CASSATION - Moyen nouveau - Applications diverses - Expropriation pour cause d'utilité publique - Indemnité - Fixation - Offre de l'expropriation - Défaut de notification préalablement à la saisine du juge de l'expropriation PROCEDURE CIVILE - Fin de non-recevoir - Fin de non-recevoir d'ordre public - Défaut de notification préalablement à la saisine du juge de l'expropriation.

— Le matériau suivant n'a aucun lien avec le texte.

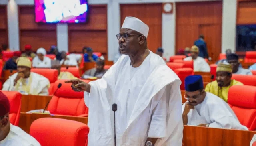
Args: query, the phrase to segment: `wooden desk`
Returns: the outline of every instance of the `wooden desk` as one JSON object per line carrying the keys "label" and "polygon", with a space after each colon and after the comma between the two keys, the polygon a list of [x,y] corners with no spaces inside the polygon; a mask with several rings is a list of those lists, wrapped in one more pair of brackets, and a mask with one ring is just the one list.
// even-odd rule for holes
{"label": "wooden desk", "polygon": [[[38,118],[59,118],[70,120],[75,120],[87,124],[88,118],[78,117],[76,116],[49,115],[40,114],[26,114],[24,112],[20,113],[20,124],[19,127],[28,133],[29,133],[30,126],[33,122]],[[70,125],[72,126],[72,125]]]}
{"label": "wooden desk", "polygon": [[36,109],[44,109],[51,98],[50,96],[22,95],[20,112],[25,112]]}
{"label": "wooden desk", "polygon": [[256,132],[184,126],[184,146],[250,146]]}

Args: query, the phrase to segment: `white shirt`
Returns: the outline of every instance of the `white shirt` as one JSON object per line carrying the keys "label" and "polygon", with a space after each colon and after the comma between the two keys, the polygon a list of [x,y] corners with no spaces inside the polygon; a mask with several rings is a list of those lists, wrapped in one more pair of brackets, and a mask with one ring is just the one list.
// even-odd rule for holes
{"label": "white shirt", "polygon": [[10,132],[4,139],[0,141],[0,146],[41,146],[33,137],[18,127],[12,125]]}
{"label": "white shirt", "polygon": [[114,145],[112,107],[116,103],[117,146],[144,146],[148,137],[155,137],[162,138],[156,146],[181,146],[178,77],[151,51],[139,67],[130,63],[128,56],[122,56],[102,78],[90,82],[90,93],[84,93],[90,109],[88,145]]}
{"label": "white shirt", "polygon": [[244,75],[252,75],[252,71],[250,70],[241,67],[238,68],[238,70],[236,73],[232,73],[232,74]]}
{"label": "white shirt", "polygon": [[32,66],[35,68],[51,68],[52,60],[47,56],[44,56],[44,60],[42,61],[36,56],[33,59]]}
{"label": "white shirt", "polygon": [[[186,103],[182,105],[182,113]],[[228,104],[214,94],[207,92],[204,101],[194,107],[188,114],[188,125],[209,124],[211,128],[248,130],[240,124]]]}
{"label": "white shirt", "polygon": [[[185,61],[192,60],[191,56],[184,58]],[[193,60],[193,61],[194,71],[210,72],[210,65],[203,58],[198,56],[195,60]]]}

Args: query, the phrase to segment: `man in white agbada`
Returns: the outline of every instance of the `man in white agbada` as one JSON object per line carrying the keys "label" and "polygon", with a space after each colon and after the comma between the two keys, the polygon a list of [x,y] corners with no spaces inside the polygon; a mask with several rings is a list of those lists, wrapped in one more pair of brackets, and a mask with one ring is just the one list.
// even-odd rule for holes
{"label": "man in white agbada", "polygon": [[211,128],[248,130],[241,124],[232,109],[223,99],[204,89],[202,76],[185,79],[188,100],[182,105],[183,124]]}
{"label": "man in white agbada", "polygon": [[121,53],[127,55],[101,79],[66,81],[74,91],[86,91],[88,146],[114,145],[114,103],[117,146],[182,145],[181,81],[148,49],[149,30],[139,19],[126,17],[116,37]]}
{"label": "man in white agbada", "polygon": [[190,51],[191,56],[184,59],[184,60],[193,60],[194,71],[209,72],[210,71],[210,65],[204,58],[198,56],[199,49],[196,45],[193,45]]}
{"label": "man in white agbada", "polygon": [[30,72],[31,61],[26,57],[20,57],[16,63],[17,72],[4,82],[2,90],[17,91],[25,95],[48,95],[50,81],[42,75]]}
{"label": "man in white agbada", "polygon": [[36,51],[37,55],[32,61],[32,65],[35,68],[51,68],[52,67],[52,60],[47,56],[45,49],[41,47]]}
{"label": "man in white agbada", "polygon": [[33,137],[10,123],[10,110],[8,98],[0,92],[0,146],[40,146]]}

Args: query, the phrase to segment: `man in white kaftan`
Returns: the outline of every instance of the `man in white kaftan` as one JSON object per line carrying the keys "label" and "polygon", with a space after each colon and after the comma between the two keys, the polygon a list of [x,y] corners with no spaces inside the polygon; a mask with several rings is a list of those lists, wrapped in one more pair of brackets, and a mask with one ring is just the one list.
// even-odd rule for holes
{"label": "man in white kaftan", "polygon": [[188,76],[185,82],[184,97],[188,101],[182,105],[184,124],[248,130],[240,123],[225,101],[213,94],[204,91],[201,76]]}
{"label": "man in white kaftan", "polygon": [[4,82],[2,90],[17,91],[25,95],[48,95],[49,80],[30,72],[31,62],[28,58],[18,58],[16,62],[18,72]]}
{"label": "man in white kaftan", "polygon": [[191,47],[191,56],[184,58],[185,61],[193,60],[194,71],[209,72],[210,68],[208,63],[203,57],[198,56],[199,49],[196,45]]}
{"label": "man in white kaftan", "polygon": [[[147,49],[148,30],[138,19],[126,17],[117,37],[121,53],[128,55],[89,84],[66,82],[73,83],[75,91],[87,92],[88,146],[114,145],[114,103],[117,146],[182,145],[181,82],[161,57]],[[140,63],[134,55],[142,58]]]}

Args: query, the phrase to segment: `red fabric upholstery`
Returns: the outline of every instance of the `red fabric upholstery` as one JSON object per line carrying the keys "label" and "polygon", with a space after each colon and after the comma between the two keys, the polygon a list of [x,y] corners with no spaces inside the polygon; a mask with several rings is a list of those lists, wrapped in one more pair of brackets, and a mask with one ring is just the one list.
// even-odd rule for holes
{"label": "red fabric upholstery", "polygon": [[245,52],[244,62],[256,63],[256,51],[247,51]]}
{"label": "red fabric upholstery", "polygon": [[185,90],[185,78],[190,75],[194,75],[194,71],[191,68],[182,68],[175,69],[174,72],[181,81],[180,90]]}
{"label": "red fabric upholstery", "polygon": [[72,84],[65,83],[65,81],[66,80],[59,80],[55,82],[53,86],[54,91],[56,90],[59,83],[61,83],[62,86],[51,99],[48,110],[51,114],[54,114],[88,115],[88,108],[84,101],[84,92],[74,91],[71,87]]}
{"label": "red fabric upholstery", "polygon": [[213,81],[215,80],[216,79],[216,70],[217,70],[217,65],[215,64],[212,64],[210,65],[210,67],[211,69],[210,73],[211,75],[214,75],[214,78],[213,78]]}
{"label": "red fabric upholstery", "polygon": [[176,63],[175,62],[167,62],[166,65],[173,71],[174,71],[177,69],[183,67],[184,63]]}
{"label": "red fabric upholstery", "polygon": [[18,126],[21,106],[21,94],[17,91],[1,91],[10,101],[10,122],[14,125]]}
{"label": "red fabric upholstery", "polygon": [[250,130],[256,130],[256,87],[232,86],[228,94],[228,103],[238,120]]}
{"label": "red fabric upholstery", "polygon": [[46,54],[45,56],[49,57],[52,60],[54,60],[56,58],[56,55],[54,54]]}
{"label": "red fabric upholstery", "polygon": [[232,79],[242,83],[244,85],[256,86],[256,76],[252,75],[232,75]]}
{"label": "red fabric upholstery", "polygon": [[42,146],[85,146],[89,131],[80,122],[44,118],[32,123],[29,133]]}
{"label": "red fabric upholstery", "polygon": [[72,74],[74,76],[78,78],[80,78],[79,69],[76,67],[69,67],[67,69],[66,67],[61,67],[60,71],[68,71]]}
{"label": "red fabric upholstery", "polygon": [[219,60],[226,59],[226,54],[221,53],[219,55]]}
{"label": "red fabric upholstery", "polygon": [[13,51],[2,51],[2,58],[4,61],[6,61],[13,57]]}
{"label": "red fabric upholstery", "polygon": [[174,55],[171,56],[169,59],[169,62],[173,62],[174,60],[176,59],[181,59],[183,60],[184,58],[186,58],[186,55]]}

Le moyen tiré de l'absence de notification des offres indemnitaires de l'expropriant préalablement à la saisine du juge de l'expropriation constitue une fin de non-recevoir qui, n'étant pas d'ordre public, ne peut être présentée pour la première fois devant la Cour de cassation


Texte :

LA COUR DE CASSATION, TROISIÈME CHAMBRE CIVILE, a rendu l'arrêt suivant :

CIV. 3

JL

COUR DE CASSATION
______________________

Audience publique du 24 juin 2021

Rejet

M. CHAUVIN, président

Arrêt n° 541 FS-B

Pourvoi n° G 20-14.807

R É P U B L I Q U E F R A N Ç A I S E

_________________________

AU NOM DU PEUPLE FRANÇAIS
_________________________

ARRÊT DE LA COUR DE CASSATION, TROISIÈME CHAMBRE CIVILE, DU 24 JUIN 2021

L'EARL Clos des bonnes huiles, exploitation agricole à responsabilité limitée, dont le siège est [Adresse 1], a formé le pourvoi n° G 20-14.807 contre l'arrêt rendu le 25 novembre 2019 par la cour d'appel de Nîmes (2e chambre, section B), dans le litige l'opposant à la Direction générale des finances publiques, dont le siège est [Adresse 2], représentée par la Direction départementale des finances publiques de Vaucluse, [Adresse 3], défenderesse à la cassation.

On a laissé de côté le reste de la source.